Filmed mainly in Montreal (with some location shooting in Boston), Dirty Tricks desperately tries to be funny and to nobody’s surprise, doesn’t always succeed. Much of the comedy is the madcap kind with people running around like idiots and car chases that end in crashes. Some of it’s funny and some of it’s not, but all of is exhausting by the end. In addition to all else, it also has a nosy elderly neighbor forever trying to set Chandler up with her niece, an old folks’ home with its own discotheque and a basset hound named Howard. There’s no lack or action or activity.
Maybe you noticed something about Gould’s character’s name Chandler? It’s quite possibly a reference to his role in 1973’s The Long Goodbye based on the book by Raymond Chandler. It’s an interesting bit of trivia. As for his performance in Dirty Tricks, it’s okay. It’s no worse than his performance in The Devil and Max Devlin (1981). Jackson is fine as love interest Polly. The two leads don’t generate a lot of chemistry, but it’s not a case of oil and water either. It’s always nice to see the late Alberta Watson; I had a brief crush on her in the early 80s. Arthur Hill (The Amateur) shows up as another Harvard history professor, one who may or may not be involved with the wild goings-on.
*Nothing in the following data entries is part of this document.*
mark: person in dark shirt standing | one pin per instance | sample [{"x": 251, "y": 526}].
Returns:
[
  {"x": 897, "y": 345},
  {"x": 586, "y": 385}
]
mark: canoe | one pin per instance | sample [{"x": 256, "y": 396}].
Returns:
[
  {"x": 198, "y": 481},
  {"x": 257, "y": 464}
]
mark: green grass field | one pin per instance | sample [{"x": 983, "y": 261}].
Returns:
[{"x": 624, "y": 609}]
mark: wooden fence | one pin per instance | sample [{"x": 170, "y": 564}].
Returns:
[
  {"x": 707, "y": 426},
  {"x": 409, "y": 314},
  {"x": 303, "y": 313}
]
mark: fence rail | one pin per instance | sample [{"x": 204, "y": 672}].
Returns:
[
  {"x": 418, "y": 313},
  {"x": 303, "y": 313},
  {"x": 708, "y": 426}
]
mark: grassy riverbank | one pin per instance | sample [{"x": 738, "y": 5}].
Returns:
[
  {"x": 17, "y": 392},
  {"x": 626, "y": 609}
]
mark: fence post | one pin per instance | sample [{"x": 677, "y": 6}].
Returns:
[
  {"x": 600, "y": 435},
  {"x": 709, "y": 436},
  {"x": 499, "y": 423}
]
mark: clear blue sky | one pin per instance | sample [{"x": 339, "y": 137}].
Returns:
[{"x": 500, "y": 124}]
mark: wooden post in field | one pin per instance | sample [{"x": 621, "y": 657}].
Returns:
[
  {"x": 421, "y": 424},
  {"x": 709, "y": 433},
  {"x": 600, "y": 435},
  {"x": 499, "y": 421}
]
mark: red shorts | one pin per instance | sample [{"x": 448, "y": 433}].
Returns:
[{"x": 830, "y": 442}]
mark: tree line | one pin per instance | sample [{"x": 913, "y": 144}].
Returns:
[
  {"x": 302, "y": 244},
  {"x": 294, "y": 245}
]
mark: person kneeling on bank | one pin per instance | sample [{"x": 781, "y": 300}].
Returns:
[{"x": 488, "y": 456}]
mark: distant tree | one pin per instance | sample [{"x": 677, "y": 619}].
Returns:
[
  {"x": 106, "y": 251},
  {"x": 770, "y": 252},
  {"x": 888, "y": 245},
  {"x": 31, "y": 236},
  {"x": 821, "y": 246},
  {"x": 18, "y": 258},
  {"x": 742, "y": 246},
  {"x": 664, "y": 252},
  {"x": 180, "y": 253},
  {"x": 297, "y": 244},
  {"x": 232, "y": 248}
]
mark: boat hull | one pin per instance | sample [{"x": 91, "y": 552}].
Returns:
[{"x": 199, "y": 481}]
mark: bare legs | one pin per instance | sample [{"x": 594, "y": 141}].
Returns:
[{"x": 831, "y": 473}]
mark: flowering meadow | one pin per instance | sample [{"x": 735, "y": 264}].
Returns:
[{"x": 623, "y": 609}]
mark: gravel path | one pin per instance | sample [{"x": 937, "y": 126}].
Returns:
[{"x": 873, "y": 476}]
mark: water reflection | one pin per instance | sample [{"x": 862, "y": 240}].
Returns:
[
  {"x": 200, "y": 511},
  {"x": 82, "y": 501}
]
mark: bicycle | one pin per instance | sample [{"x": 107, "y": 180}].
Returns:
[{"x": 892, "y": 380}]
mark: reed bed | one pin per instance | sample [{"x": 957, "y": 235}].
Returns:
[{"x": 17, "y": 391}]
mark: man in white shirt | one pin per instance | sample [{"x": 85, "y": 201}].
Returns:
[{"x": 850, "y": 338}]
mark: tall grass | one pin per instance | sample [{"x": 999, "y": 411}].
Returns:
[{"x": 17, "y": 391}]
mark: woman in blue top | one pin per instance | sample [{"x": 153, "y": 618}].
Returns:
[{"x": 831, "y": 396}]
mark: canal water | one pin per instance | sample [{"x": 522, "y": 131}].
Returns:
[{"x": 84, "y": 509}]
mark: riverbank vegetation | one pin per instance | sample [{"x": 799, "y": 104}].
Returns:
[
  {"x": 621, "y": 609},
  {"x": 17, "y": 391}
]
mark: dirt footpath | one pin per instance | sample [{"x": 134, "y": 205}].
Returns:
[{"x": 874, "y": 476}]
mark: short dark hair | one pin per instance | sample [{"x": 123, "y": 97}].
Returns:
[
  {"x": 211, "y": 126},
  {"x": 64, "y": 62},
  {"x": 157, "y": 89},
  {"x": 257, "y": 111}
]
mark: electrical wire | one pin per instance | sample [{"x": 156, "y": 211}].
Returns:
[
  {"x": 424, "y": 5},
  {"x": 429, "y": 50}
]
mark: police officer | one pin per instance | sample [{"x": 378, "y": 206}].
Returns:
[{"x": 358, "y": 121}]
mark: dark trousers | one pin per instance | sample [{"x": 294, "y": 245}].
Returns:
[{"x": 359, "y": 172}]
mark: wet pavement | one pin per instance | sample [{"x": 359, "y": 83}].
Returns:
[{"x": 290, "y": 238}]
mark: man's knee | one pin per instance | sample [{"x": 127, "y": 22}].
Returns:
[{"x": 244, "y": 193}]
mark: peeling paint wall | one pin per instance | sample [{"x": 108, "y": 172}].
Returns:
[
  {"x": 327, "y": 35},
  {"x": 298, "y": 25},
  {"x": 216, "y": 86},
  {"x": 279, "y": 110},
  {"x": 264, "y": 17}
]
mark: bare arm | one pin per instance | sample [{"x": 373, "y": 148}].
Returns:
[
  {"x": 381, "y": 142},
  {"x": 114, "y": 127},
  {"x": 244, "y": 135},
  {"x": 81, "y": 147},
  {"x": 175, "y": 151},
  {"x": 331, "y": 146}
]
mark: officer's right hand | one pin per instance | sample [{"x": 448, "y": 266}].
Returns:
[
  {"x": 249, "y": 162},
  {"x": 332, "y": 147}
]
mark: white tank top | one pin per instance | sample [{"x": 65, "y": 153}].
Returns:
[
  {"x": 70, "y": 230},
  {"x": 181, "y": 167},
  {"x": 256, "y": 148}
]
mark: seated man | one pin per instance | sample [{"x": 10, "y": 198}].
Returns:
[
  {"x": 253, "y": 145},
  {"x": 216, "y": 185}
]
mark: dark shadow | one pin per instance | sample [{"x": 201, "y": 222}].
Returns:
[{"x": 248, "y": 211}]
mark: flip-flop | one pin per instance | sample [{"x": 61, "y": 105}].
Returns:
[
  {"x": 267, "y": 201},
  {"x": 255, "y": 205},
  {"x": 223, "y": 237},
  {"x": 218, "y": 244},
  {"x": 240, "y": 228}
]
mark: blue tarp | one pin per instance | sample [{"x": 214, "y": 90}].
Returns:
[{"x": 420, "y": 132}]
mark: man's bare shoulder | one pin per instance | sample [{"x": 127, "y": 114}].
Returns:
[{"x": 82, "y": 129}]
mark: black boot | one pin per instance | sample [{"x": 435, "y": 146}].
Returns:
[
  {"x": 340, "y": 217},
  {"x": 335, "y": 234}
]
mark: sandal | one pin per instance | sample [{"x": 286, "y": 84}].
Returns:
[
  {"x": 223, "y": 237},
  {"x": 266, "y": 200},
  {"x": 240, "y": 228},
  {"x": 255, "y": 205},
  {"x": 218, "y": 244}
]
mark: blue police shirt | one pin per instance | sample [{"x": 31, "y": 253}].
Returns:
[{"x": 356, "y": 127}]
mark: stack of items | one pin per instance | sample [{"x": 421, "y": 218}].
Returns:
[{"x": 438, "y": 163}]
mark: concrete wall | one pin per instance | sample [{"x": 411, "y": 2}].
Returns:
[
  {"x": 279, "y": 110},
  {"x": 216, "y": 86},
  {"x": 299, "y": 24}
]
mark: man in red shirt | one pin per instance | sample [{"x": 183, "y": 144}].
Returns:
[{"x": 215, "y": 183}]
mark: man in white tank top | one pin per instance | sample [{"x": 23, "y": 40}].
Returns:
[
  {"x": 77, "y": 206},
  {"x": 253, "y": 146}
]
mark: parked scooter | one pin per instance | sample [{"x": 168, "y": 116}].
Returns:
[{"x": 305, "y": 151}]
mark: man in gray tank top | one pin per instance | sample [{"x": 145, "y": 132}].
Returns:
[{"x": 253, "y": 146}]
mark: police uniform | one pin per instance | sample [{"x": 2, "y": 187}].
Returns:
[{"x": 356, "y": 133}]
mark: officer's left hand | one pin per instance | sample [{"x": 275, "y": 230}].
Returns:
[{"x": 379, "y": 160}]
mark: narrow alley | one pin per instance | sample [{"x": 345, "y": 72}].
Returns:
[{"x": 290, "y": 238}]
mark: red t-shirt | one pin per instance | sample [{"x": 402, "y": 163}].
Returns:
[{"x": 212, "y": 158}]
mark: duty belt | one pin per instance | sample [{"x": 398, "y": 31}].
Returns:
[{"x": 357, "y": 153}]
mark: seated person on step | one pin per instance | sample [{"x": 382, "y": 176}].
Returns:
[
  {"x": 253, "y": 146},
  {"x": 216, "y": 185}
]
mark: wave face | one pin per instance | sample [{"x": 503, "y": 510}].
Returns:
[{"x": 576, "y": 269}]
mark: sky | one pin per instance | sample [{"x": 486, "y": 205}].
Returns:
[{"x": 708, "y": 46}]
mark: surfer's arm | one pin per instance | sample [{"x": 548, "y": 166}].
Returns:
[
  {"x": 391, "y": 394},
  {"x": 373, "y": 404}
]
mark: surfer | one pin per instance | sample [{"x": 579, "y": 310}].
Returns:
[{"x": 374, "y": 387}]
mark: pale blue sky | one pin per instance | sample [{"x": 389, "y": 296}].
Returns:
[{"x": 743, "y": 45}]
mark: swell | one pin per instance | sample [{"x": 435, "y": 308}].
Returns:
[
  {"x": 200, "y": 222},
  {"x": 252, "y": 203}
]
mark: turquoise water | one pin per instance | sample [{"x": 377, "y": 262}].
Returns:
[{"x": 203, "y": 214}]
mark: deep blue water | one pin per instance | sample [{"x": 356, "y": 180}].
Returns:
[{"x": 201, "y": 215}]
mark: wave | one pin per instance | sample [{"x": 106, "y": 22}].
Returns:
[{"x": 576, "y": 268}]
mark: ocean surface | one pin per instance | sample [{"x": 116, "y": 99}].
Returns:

Made on a $5M budget, Dirty Tricks isn’t a slick production. It looks cheap. It’s haphazardly put together. It’s not as hilarious or cute as it thinks it is. It’s the kind of movie destined to play on HBO ad nauseam. I have a soft spot for such films. I honestly wish I saw Dirty Tricks when I was an HBO-addicted 15YO. It would play great with Love at First Sight (1975) and Nothing Personal (1980). But since I can’t go back and change the past, I’ll just be glad that I finally got to check it out. Now let’s see what other Dogs of the Week I can track down.